Finalmente dio con la puerta que buscaba. La barrera no parecía ser más que basta pizarra gris. Flotando sobre ella, Ben el Rápido susurró una orden y su espíritu adoptó la forma de su propio cuerpo. Permaneció un instante de pie, inmóvil, dominando el temblor que poseía a su espectro, luego dio un paso hacia la puerta y la palpó.
Los bordes eran duros y cálidos al tacto. Hacia el centro se volvía ardiente y blanda. La superficie perdió lentamente la opacidad ante el tacto del mago, hasta adoptar poco a poco la textura de la obsidiana. Ben el Rápido cerró los ojos.
Jamás había intentado franquear aquella puerta. Ni siquiera estaba seguro de poder hacerlo. Y si sobrevivía más allá, ¿acaso podría regresar? Al otro lado surgía amenazadora su última y más difícil preocupación: estaba a punto de entrar en un reino al que no era bienvenido.
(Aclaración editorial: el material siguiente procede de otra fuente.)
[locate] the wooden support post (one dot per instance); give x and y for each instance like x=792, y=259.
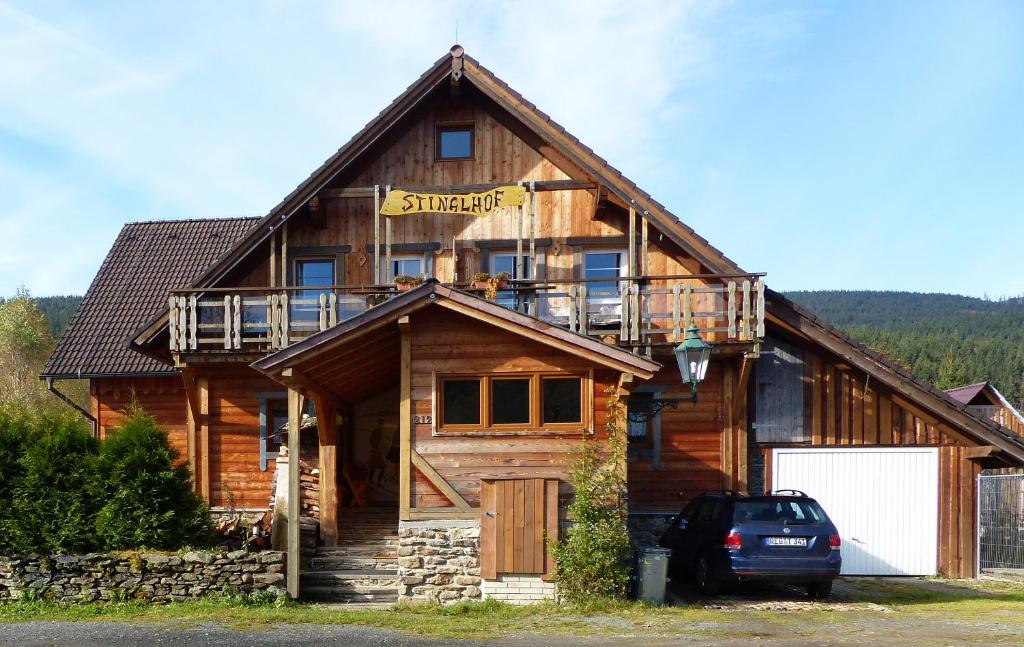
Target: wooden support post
x=644, y=247
x=294, y=509
x=532, y=232
x=377, y=234
x=203, y=385
x=517, y=266
x=815, y=364
x=727, y=439
x=404, y=420
x=387, y=244
x=193, y=418
x=273, y=258
x=327, y=427
x=632, y=252
x=284, y=255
—Soy rumbo —dijo en voz baja, abiertos los ojos. Se inclinó con más fuerza en la barrera—. Soy el poder de la voluntad en este lugar que respeta esto y sólo esto. —Se inclinó aún más—. Soy el tacto de la senda. Nada es inmune al Caos, ningún lugar lo es. —Sintió que la puerta empezaba a ceder. Extendió una mano hacia atrás para contener la presión creciente—. ¡Si pudiera pasar! —siseó. De pronto, con un estallido seco, se deslizó hacia el interior, rodeado su cuerpo de energía.
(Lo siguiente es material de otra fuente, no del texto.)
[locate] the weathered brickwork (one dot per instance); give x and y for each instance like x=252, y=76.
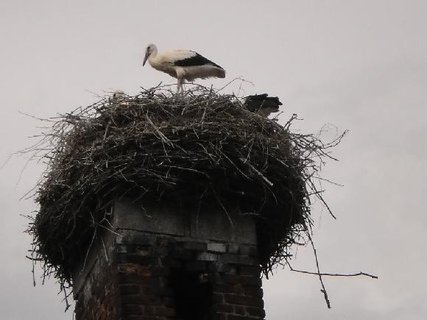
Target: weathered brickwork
x=145, y=275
El mago trastabilló en terreno abrupto. Recuperó el equilibrio y miró a su alrededor. Se hallaba en un erial; a su izquierda, el horizonte estaba copado de colinas bajas. Por encima de su cabeza se dibujaba un cielo color mercurio, con nubes enjutas diseminadas que se movían al unísono, negras como una noche sin estrellas.
Ben el Rápido se sentó con las piernas cruzadas y las manos en el regazo.
—Tronosombrío —dijo—. Señor de Sombra, he venido a tu reino. ¿Me recibirás del modo en que un anfitrión agasaja a quien acude de visita en son de paz?
La respuesta llegó procedente de las colinas. Era el aullido de los Mastines.